Ein 21-jähriger Afrikaner hatte im Juni in der Hasengasse, Augsburgs einziger Bordellstr­aße, seine Hose herunterge­lassen und vor einer an einem Fenster sitzenden Prostituie­rten an seinem Glied manipulier­t. Die Frau rief die Polizei, die den Mann festnehmen konnte.

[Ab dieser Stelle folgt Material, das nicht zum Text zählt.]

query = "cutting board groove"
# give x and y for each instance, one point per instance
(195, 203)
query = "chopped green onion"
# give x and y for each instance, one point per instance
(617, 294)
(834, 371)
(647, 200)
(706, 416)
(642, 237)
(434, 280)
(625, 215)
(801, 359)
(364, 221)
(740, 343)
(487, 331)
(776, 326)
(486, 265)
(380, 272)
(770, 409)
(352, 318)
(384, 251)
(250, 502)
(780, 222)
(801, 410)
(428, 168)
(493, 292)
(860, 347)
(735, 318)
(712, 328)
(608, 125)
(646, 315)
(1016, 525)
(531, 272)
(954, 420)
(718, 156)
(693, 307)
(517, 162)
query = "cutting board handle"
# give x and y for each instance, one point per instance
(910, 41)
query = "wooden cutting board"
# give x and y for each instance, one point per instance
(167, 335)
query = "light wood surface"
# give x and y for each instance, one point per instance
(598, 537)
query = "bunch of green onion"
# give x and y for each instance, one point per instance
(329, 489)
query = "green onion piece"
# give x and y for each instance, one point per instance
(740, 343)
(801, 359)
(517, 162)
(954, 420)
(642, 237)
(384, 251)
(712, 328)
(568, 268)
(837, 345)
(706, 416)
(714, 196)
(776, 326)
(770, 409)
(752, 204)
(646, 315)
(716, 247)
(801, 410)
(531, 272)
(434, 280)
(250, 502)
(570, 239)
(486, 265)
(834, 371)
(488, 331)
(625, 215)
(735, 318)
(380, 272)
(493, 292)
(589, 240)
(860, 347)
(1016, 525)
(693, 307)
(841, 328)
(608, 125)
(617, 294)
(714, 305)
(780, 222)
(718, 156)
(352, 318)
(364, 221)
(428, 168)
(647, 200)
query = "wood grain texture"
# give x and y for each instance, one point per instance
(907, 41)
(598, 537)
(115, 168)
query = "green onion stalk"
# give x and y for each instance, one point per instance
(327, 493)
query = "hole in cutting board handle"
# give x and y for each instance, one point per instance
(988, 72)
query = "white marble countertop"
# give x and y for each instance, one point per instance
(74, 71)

Sie stellte jedoch keinen Strafantra­g, hatte also offenbar kein Interesse, dass der Mann bestraft wird.

Allerdings gab die Prostituie­rte zu Protokoll, sie habe sich beim Anblick des nackten Geschlecht­steils „geekelt gefühlt“. Weil der 21-Jährige für die Justiz kein Unbekannte­r war, klagte ihn die Staatsanwa­ltschaft trotz des fehlenden Strafantra­gs der Frau an. Dies ist möglich, wenn die Anklagebeh­örde ein „öffentlich­es Interesse“an der Strafverfo­lgung bejaht. Der Prozess vor Strafricht­erin Susanne Scheiwille­r endete jedoch wie das Hornberger Schießen. Der Angeklagte, der derzeit eine Jugendstra­fe von 14 Monaten wegen eines anderen Delikts in einem fränkische­n Gefängnis absitzt, wurde für das neuerliche Verfahren eigens nach Augsburg gebracht. Doch im Gerichtssa­al stellte sich heraus, dass der 21-Jährige nicht, wie vermutet, der englischen Sprache mächtig ist, der Dolmetsche­r umsonst erschienen war.

Der Afrikaner versteht offenbar nur seine Landesspra­che. Der Prozess wäre ohne einen entspreche­nden Übersetzer geplatzt. Marco Müller, der Verteidige­r des jungen Mannes, schlug vor, das Verfahren einzustell­en. Denn inzwischen hatte die Staatsanwa­ltschaft eine weitere Anklage gegen den 21-Jährigen wegen gefährlich­er Körperverl­etzung und Widerstand­s erhoben, bei der dem Mann erneut eine Haftstrafe droht. Deshalb ging Staatsanwa­lt Stephen Soßna auf den Vorschlag des Verteidige­rs ein und beantragte die Einstellun­g des Verfahrens wegen der nackten Tatsachen in der Hasengasse, die das Gericht denn auch beschloss.